TRASFERTA AMERICANA 10

La centrale di polizia non era granché differente da quella che mesi prima avevo avuto il privilegio di frequentare a New York nonché da quelle che di tanto in tanto frequentavo soprattutto in Italia. 

I poliziotti presenti non erano quelli descritti da Chandler in maniera ironicamente amara, dove i suoi eroi Carmady, Dalmas, Marlowe si scontravano con loro pressoché quotidianamente. Comunque, erano pur sempre poliziotti, e io pur sempre un investigatore privato. Per questo motivo non potevano considerarmi sul loro stesso piano. Il tenente che mi ricevette si chiamava Bassett, ma era invece alto, grasso, e con la barba alla Hemingway, quando il celebre scrittore aveva una cinquantina d’anni e al suo attivo i tre quarti della sua produzione letteraria. Gli occhi erano azzurro chiaro e freddi come iceberg sui quali vanno a cozzare imbarcazioni di emigranti clandestini. La bocca era un po’ troppo sottile affinché una donna la giudicasse   

sensuale, ma di aspetto crudele perché si capisse con chi si aveva a che fare. Anche la voce era in sintonia con il personaggio, degno erede dei vari Gregorius, Maglashan, Degarmo.

- Lei è un detective privato italiano?

Confermai la cosa con la mia voce: calma e ben intonata. Almeno per il momento. 

- Perché si trova qui, negli Stati Uniti, in California?

- Perché sono alla ricerca di un mio connazionale che due settimane fa si trovava anche lui in California, in vacanza e che non ha più fatto rientro in Italia. So che è andato, fra gli altri possibili posti, a Santa Monica: ne ho avuta la conferma proprio oggi. Ma non so dove possa essersi recato in seguito, e perché, ed eventualmente con chi.

L'ufficiale di polizia mi fissò a lungo, senza fiatare. Intorno a lui e a me poliziotti in divisa o in borghese parlavano fra loro, in un inglese che già quando è americano non è pulito come quello british, ma quando poi è condito da slang risulta ostico ancora di più.

- Forse non sa - disse quando riprese a parlare - che qui in America è autorizzata a indagare solo la polizia ufficiale, non quella ufficiosa.

Non mi sembrava una domanda, per cui non ritenni di fornire una risposta. Lui disse:

- Le ho fatto una domanda.

- No - risposi. - Non lo sapevo.

- Be’, adesso lo sa. Per cui le conviene, per il suo bene, smettere di farlo e possibilmente anche di soggiornare qui a Los Angeles. So chi è lei, Solmi: la stampa, e la Tv, ne hanno parlato a sufficienza.

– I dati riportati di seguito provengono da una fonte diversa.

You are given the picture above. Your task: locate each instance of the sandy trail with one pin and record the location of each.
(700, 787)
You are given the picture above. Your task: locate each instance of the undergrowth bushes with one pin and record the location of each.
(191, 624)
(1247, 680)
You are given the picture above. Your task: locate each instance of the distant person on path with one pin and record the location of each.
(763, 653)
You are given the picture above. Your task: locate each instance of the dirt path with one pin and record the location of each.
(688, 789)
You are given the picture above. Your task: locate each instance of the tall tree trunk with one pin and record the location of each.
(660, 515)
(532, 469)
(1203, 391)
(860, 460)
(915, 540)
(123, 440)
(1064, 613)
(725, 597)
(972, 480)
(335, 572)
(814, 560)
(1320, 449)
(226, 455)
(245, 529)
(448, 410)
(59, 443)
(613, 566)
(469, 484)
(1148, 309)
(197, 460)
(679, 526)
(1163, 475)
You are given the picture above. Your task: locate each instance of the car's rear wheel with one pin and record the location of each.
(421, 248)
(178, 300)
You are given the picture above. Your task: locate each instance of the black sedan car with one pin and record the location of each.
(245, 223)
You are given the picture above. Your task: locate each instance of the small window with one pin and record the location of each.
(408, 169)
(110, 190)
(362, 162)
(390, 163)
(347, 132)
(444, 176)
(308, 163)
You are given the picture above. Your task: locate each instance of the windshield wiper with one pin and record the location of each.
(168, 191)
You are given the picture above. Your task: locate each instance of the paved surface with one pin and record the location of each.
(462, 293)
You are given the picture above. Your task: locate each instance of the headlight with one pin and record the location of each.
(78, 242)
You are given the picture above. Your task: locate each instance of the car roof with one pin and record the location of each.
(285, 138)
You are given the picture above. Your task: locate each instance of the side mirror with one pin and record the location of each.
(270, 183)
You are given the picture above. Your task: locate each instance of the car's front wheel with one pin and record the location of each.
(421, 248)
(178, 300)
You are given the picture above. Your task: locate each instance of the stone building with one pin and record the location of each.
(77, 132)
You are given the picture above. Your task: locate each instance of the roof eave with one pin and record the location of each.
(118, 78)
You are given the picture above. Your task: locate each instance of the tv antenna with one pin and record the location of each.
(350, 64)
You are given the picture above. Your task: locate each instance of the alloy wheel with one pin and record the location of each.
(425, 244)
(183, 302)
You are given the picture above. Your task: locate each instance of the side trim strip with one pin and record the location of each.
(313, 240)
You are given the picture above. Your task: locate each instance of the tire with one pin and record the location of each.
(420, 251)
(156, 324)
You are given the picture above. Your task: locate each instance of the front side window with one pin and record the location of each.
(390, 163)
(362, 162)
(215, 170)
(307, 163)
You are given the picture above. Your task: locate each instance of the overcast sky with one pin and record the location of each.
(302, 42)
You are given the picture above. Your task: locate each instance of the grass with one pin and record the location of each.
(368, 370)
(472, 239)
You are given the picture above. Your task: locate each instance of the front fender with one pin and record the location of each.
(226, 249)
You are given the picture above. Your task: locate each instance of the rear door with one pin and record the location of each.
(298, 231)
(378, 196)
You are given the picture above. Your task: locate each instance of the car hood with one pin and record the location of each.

- E con sufficienza, immagino. Ho solo aiutato, anche se non richiesto, la polizia italiana nel catturare un criminale pericoloso, un pluriomicida che ha fatto la propria fortuna sfruttando la sfortuna degli altri, il loro vizio, riducendoli in larve umane.

Lui non commentò la mia risposta. Fece però un'altra domanda, che come quella di prima era priva di punto interrogativo.

- Era con lei una ragazza…

- Sì, Nadia. Una giornalista molto brava, che stava per essere uccisa dalla banda di quel farabutto in trasferta a Milano.

Bassett annuì.

- Sì. Ricordo per sommi capi la vicenda. Ora però, amico, le consiglio, anzi: le ingiungo, di smettere.

Non replicai.

- Ha sentito quello che ho detto?

- Sì.

- E l’ha anche capito?

- Certamente. Voi siete gli organi competenti legittimati a indagare e quelli come me non sono nulla e quindi non possono nulla.

Sorrise, mettendo in mostra i suoi denti da lupo.

- Se ne torni in Italia o - se ha ancora altri giorni da passare qui - si limiti a visitare le bellezze locali lasciando alla polizia americana il compito di svolgere le indagini che le competono.

- Quali sono le bellezze locali? - mi informai. - Le spiagge di Malibu e di Santa Monica? Hollywood e Beverly Hills? Disneyland e gli studi della Universal?

- Per quanto mi riguarda può anche restarsene seduto su una panchina a leggere il giornale. Perché immagino sappia leggere, no?

- So leggere, sì, anche se non sempre so comprendere quello che leggo.

- Va bene - replicò alzandosi nel suo metro e novanta di altezza. - La saluto dicendole addio.

- Speriamo che non sia lungo come l'addio Chandleriano. 

Ebbe l'aria di non capire. Mi alzai a mia volta e uscii dalla Centrale di polizia sperando di non doverci più rimettere i piedi. Che non erano piatti come quelli dei poliziotti locali o come il loro cervello simile a un soufflé mal riuscito.